Let your teacher know what is going on. Be honest, if your child has lost interest your teacher knows this and most likely will be understanding. If you are having some other issue (financial etc.) you don’t have to give details but you can say that you have a lot on your plate and piano lessons don’t fit right now. If you like the teacher let him know that you have appreciated his work. This will make the news of your child’s leaving much easier.
This one is hard. Thankfully, I haven’t many students leave me for another teacher but there have been a few. I can tell you that I would rather hear it from my student’s parent than find out about it later. Piano teachers usually know one another. Piano teachers attend professional organizations and travel in the same circles. The likelihood of running into your teacher at a recital or at an event is pretty high. In the case of changing teachers, I think it’s best simply to say “Mrs. Hall I just want to tell you up front that we are going to try lessons with Mr. Smith. We heard from a friend that he was taking new students and I thought it would be good for my son to get a different point of view.” There is really no easy way to do this I recommend you just get it over with. Don’t feel guilty you have the right to try a new teacher. You haven’t signed up for a lifetime contract. Your teacher understands that this type of thing comes with the territory (or she should). It won’t feel great for either of you but you’ll walk away knowing you did the right thing.

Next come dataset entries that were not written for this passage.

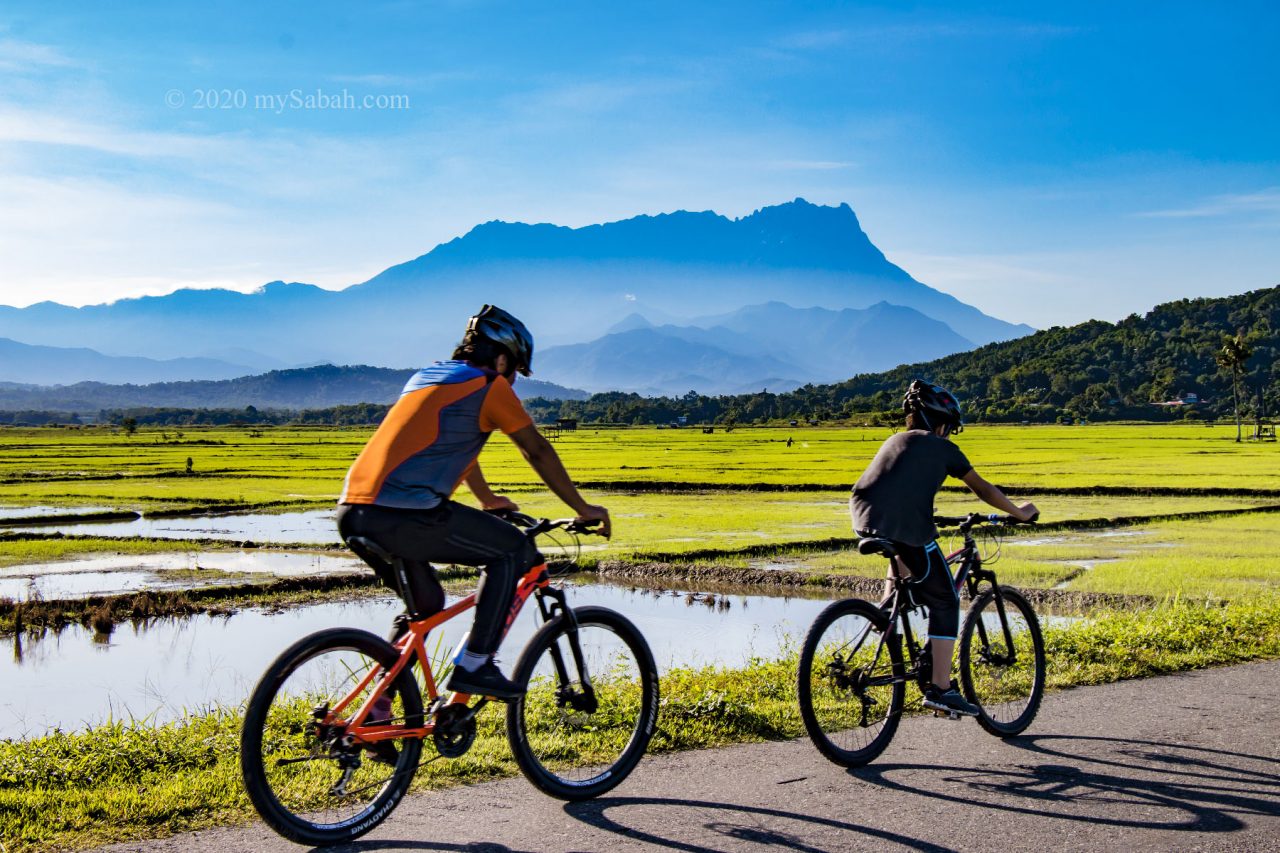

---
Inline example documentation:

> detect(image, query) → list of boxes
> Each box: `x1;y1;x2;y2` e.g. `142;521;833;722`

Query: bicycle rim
507;607;658;799
960;587;1044;736
797;599;905;767
242;629;422;844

If you are leaving be sure to check your teacher’s studio policy. Some teachers require that you give a few weeks notice before leaving their studio. Unless there is something particularly upsetting going on you should plan to honor the terms of your contract before leaving. If your lessons are on a monthly payment schedule this polite thing to do would be to tell your teacher at the beginning of the month and that you plan to terminate your child’s lessons at month’s end. If you paid for a certain period of time and decide not to wait it out you should not expect a refund for the weeks you will miss.

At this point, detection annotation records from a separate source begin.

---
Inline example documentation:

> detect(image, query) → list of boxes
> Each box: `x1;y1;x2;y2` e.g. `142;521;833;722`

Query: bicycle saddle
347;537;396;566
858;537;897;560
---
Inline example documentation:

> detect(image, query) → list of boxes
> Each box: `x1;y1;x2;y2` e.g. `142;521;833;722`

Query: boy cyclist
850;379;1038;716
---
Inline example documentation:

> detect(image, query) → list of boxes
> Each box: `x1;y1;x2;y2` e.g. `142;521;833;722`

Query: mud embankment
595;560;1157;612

Talk to Your Child’s Teacher
In my opinion, the best thing you can do if you have decided to leave your teacher’s studio is to place a phone call. Speak to the teacher personally and explain that you are leaving. Be polite and give as much detail as you feel comfortable revealing. If there have been no major problems during the course of your child’s lessons with the teacher thank him and let him know that you’ve appreciated all of his hard work. Ask about his cancellation notice policy. Your teacher may ask your child to finish out the lesson term or he may ask you to terminate lessons immediately. If your teacher asks you to terminate lessons immediately he should refund any lessons for which you have already paid.
Please don’t send a text or an email to inform your teacher that you are quitting. I have talked with many piano teachers and all of them have found this really upsetting. This is especially true if the teacher has worked with your child for any length of time. Don’t have your child tell the teacher that he is quitting piano lessons. Not only is this awkward for student and teacher but your teacher will have to confirm with you anyway. Why just last month I had a student tell me that he was not going to be coming to lessons anymore because he was moving to Pennsylvania. I asked mom about this and she laughed and said that they might move in five years. Evidently, my student had overheard his parents talking and had “jumped the gun” with his announcement.
The Bottom Line
The bottom line is that I hope no one ever quits piano lessons. I hope every student finds the perfect teacher and continues until she graduates from high school. But I know this is not always the way things turn out. So if you do find yourself having to say goodbye to your child’s piano teacher a straightforward conversation is the best way to break the news.